Dire che l’uomo è capace di empatia, tranne in casi eccezionali e che gli animali non ne sono capaci, tranne
in casi particolari, e dire che comunque esiste un senso innato di empatia costituisce una contraddizione.
Dobbiamo comunque cercare di capire questi fenomeni sulla base di qualcosa di diverso dall’innatismo.
Locke diceva che se si propone l’esistenza di contenuti innati della mente bisogna fare i conti con il fatto
che molti non li hanno + l’innatismo è un eccezionale modo per coltivare la pigrizia (ci evita di interrogarci
sull’origine dei meccanismi, ci dice solo che qualcosa che c’è, c’è e basta). Mettere un’empatia innata è una
non risposta, occorre capire perché l’empatia nasca o meno.
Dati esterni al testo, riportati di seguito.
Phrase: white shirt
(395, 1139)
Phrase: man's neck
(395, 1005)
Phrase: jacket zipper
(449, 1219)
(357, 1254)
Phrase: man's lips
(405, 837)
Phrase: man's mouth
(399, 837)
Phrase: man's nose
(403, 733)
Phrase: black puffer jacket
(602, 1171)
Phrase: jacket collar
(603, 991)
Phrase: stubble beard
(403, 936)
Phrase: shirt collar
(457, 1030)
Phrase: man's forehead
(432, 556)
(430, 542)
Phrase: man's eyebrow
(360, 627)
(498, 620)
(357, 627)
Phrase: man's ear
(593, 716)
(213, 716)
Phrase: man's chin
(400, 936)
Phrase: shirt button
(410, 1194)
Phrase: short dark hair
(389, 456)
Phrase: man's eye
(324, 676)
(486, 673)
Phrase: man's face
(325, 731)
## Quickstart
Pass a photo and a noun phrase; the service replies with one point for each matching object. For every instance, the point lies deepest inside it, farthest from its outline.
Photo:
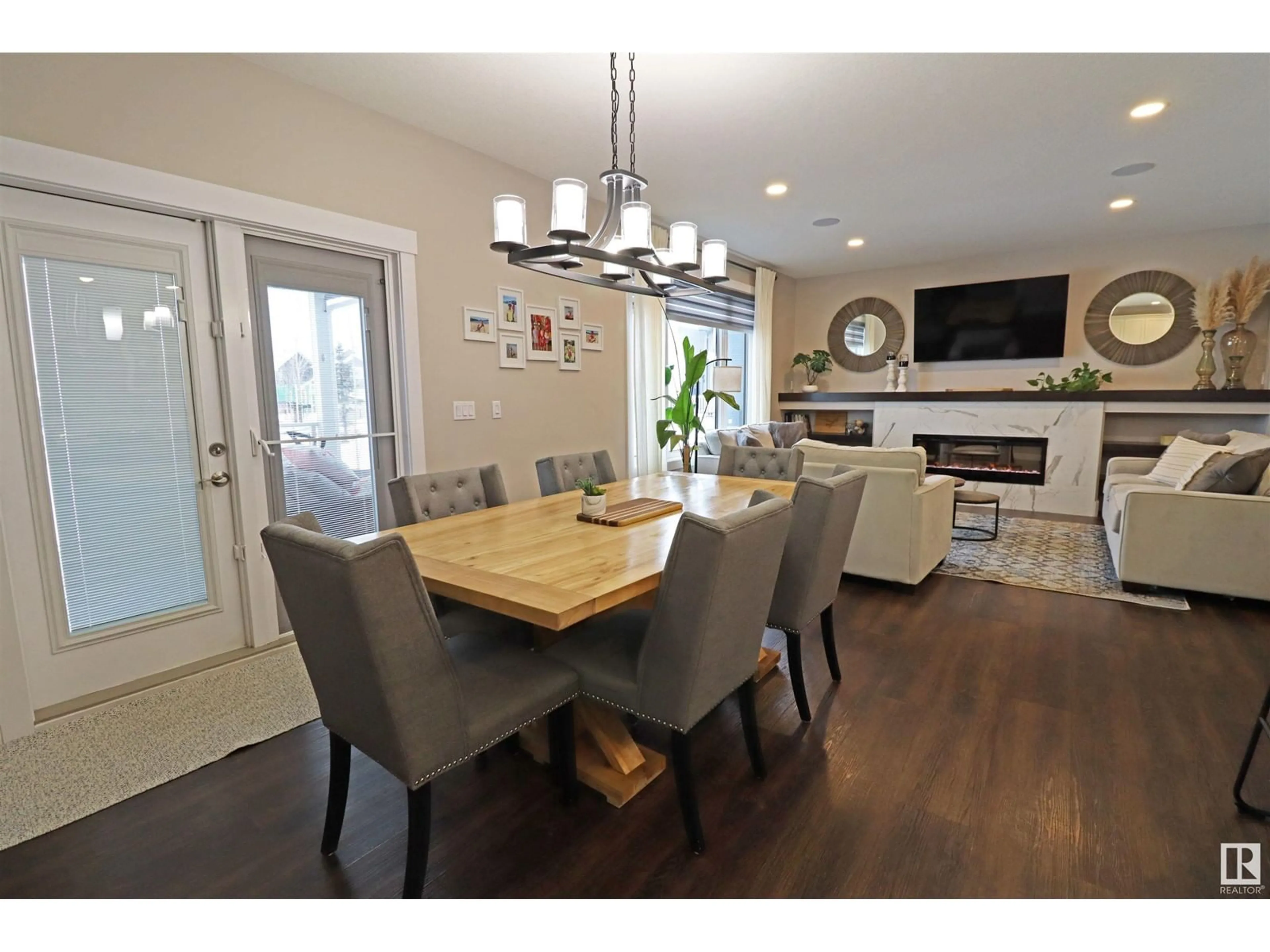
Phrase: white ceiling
(926, 157)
Questo è rilevante anche dal punto di vista etico: finché pensiamo che l’empatia sia innata, continueremo a
pensare che le persone non empatiche vadano eliminate e non cercheremo un modo per migliorare la loro
condizione. Quello che cerchiamo è una spiegazione riduzionista (in termini di comportamenti e azioni più
semplici di quelli che vediamo).
Da un punto di vista fenomenologico (quello che noi sappiamo) gli animali e gli uomini hanno capacità
imitative. Quello che sorprende è che sono gli animali con vita sociale ad avere comportamenti imitativi. Es.
il fatto di spulciarsi sé stessi o gli altri è un comportamento che si ritrova in moltissimi animali ed è un
comportamento fortemente sociale (favorisce la distensione sociale); tutti gli animali fanno questo a se
stessi, ma solo quelli sociali lo fanno l’un l’altro. È un comportamento che viene appreso (i piccoli non
hanno questa tendenza da subito, ma una delle prime cose che fa la madre è proprio questa ed è dai
comportamenti materni che i cuccioli apprendono per imitazione).
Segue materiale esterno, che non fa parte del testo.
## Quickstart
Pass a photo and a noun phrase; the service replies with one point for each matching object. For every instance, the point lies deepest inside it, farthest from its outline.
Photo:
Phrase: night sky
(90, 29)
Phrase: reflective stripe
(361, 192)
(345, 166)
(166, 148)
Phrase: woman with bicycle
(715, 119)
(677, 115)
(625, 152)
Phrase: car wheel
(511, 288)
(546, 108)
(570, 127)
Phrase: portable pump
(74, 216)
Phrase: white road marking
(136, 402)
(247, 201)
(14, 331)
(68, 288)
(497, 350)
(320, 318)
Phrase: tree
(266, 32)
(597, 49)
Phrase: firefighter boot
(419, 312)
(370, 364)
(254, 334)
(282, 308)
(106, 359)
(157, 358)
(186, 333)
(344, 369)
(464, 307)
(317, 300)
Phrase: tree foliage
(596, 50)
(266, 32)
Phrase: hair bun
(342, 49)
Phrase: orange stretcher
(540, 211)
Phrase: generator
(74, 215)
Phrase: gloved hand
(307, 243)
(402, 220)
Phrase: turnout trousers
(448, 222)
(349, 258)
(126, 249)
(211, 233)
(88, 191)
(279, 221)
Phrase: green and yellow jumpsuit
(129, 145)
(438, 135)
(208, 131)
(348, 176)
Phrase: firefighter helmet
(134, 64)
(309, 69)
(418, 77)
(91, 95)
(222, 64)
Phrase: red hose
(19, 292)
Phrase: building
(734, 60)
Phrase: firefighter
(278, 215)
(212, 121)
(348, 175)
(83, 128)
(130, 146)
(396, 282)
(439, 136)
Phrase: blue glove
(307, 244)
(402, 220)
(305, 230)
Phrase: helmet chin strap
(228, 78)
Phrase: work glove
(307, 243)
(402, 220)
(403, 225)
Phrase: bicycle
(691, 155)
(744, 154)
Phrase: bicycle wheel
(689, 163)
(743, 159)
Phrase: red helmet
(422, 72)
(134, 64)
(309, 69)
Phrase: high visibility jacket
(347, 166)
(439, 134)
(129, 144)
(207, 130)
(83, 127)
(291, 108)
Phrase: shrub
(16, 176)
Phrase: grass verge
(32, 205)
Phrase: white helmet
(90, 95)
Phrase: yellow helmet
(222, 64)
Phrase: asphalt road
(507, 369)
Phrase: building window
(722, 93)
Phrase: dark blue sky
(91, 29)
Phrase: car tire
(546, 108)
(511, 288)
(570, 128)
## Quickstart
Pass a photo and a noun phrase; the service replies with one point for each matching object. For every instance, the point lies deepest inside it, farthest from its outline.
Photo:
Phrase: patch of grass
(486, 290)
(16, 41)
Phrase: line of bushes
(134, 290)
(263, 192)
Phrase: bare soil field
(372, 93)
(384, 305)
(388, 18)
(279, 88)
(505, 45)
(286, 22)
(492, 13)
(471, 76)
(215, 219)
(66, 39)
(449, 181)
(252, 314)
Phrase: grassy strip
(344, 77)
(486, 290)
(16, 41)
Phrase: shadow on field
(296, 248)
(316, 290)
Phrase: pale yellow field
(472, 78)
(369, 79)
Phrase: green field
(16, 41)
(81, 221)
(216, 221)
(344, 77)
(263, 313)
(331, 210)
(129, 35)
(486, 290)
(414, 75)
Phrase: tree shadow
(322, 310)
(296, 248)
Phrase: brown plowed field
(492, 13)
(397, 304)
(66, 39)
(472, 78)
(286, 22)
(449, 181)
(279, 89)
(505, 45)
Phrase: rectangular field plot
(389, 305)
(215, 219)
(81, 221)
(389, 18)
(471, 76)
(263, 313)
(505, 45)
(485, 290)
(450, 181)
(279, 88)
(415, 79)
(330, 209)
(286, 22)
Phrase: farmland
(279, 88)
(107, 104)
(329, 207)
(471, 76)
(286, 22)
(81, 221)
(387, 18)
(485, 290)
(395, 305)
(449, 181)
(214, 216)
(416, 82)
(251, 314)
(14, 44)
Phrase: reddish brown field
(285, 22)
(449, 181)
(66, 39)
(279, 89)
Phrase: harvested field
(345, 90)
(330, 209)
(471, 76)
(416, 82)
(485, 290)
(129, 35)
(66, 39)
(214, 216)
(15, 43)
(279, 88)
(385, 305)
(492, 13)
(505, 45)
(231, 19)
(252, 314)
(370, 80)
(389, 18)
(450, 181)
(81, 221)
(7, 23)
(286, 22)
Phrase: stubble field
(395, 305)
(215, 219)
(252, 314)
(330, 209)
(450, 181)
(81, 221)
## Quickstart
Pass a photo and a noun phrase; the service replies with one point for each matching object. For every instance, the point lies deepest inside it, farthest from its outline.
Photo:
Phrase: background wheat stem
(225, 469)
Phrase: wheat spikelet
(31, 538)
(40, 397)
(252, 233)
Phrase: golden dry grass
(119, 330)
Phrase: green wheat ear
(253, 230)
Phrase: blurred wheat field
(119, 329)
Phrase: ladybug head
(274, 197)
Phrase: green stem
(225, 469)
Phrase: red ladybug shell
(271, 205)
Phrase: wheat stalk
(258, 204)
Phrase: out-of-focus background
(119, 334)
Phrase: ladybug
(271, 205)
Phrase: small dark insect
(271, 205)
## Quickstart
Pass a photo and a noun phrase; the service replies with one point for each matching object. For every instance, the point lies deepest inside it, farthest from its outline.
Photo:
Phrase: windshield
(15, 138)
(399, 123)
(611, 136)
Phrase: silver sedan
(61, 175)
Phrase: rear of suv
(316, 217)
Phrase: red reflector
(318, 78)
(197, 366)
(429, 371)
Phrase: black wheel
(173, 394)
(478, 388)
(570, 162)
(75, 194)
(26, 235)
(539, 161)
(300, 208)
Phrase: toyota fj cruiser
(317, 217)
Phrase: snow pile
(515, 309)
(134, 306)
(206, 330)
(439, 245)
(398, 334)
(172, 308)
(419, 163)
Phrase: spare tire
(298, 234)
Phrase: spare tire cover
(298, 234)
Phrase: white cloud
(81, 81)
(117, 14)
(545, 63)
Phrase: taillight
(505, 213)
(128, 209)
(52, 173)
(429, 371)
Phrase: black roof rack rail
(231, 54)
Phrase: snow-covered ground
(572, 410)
Se così tanti animali apprendono per imitazione qualcosa vuol dire che questa capacità si è presentata (dal
caos primordiale è emersa una forma di vita che aveva capacità di imitare) e, dato che era una buona
risorsa, si è conservata ed è passata ai suoi discendenti.
Perché la maggior parte degli animali dimostra di saper imitare?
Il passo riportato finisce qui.